A similar cartographic blight afflicts every corner of the post-code welfare state. Maps, diagrams and league tables purport to show geographical differences in hospital waiting times, crime clear-up rates and exam performance. The objective of this zest to quantify is, as ever, not to inform the public but to assist in control.
A map is politics as art. It is supremely, seductively graphic. If a statistic can be plotted on a map, it can be used to praise, blame, en- courage or terrify those who supply and use public services. That the statistics may be misleading is neither here nor there.
Post-code variations in welfare must be eliminated. Only when the map of Britain is a uniform shade of grey will a blessed equality have been achieved and Whitehall rest content.
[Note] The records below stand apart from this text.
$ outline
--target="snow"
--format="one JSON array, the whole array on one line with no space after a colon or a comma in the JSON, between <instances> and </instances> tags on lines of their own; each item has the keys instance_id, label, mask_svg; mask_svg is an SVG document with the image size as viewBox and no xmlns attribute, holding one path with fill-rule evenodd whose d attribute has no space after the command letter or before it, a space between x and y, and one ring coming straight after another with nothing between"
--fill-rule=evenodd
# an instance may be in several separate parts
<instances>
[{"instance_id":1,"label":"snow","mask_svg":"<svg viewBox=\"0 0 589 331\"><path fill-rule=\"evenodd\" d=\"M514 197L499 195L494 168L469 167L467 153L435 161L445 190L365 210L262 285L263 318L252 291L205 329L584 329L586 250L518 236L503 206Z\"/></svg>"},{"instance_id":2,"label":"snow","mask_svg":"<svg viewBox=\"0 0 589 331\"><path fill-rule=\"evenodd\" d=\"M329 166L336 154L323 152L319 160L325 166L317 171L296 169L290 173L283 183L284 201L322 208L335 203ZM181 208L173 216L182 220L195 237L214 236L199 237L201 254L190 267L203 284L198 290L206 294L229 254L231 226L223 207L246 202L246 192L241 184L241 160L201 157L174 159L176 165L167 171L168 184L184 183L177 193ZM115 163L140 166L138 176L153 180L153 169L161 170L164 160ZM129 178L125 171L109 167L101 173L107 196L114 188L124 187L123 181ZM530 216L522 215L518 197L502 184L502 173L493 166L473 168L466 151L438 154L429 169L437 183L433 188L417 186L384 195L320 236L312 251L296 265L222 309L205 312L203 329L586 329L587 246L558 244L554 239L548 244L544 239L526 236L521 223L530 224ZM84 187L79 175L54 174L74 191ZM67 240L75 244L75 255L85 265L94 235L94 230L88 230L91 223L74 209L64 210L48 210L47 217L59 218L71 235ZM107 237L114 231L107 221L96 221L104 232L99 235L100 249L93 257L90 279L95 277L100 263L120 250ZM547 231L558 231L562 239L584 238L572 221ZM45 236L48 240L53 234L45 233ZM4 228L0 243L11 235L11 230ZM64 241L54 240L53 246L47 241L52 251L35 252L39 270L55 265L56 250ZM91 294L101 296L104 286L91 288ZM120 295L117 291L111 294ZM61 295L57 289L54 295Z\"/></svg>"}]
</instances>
Nothing better illustrates the yearning for truth than a map. The 15th-century rediscovery of Ptolemy set free the Renaissance imagination from 1,000 years of church dogma. The Earth was indeed a sphere and Jerusalem was not at its centre. Mapping made scientific discovery accessible to all. It shrank reality. The shrinkage meant editing, which meant distortion. But the cartographer was trusted because he had a monopoly on truth. Who cared, when such a dazzling window on the world was thrown open? Maps are indispensable. But each has its hidden agenda. It is selling a by-pass or excusing a bomber, allowing a tower block or defending a budget. Those who put their faith in maps must always be on guard. I notice that this exhibition, most unusually, has no catalogue, no guide, no map. When it closes, its subversive message will evaporate. I wonder why.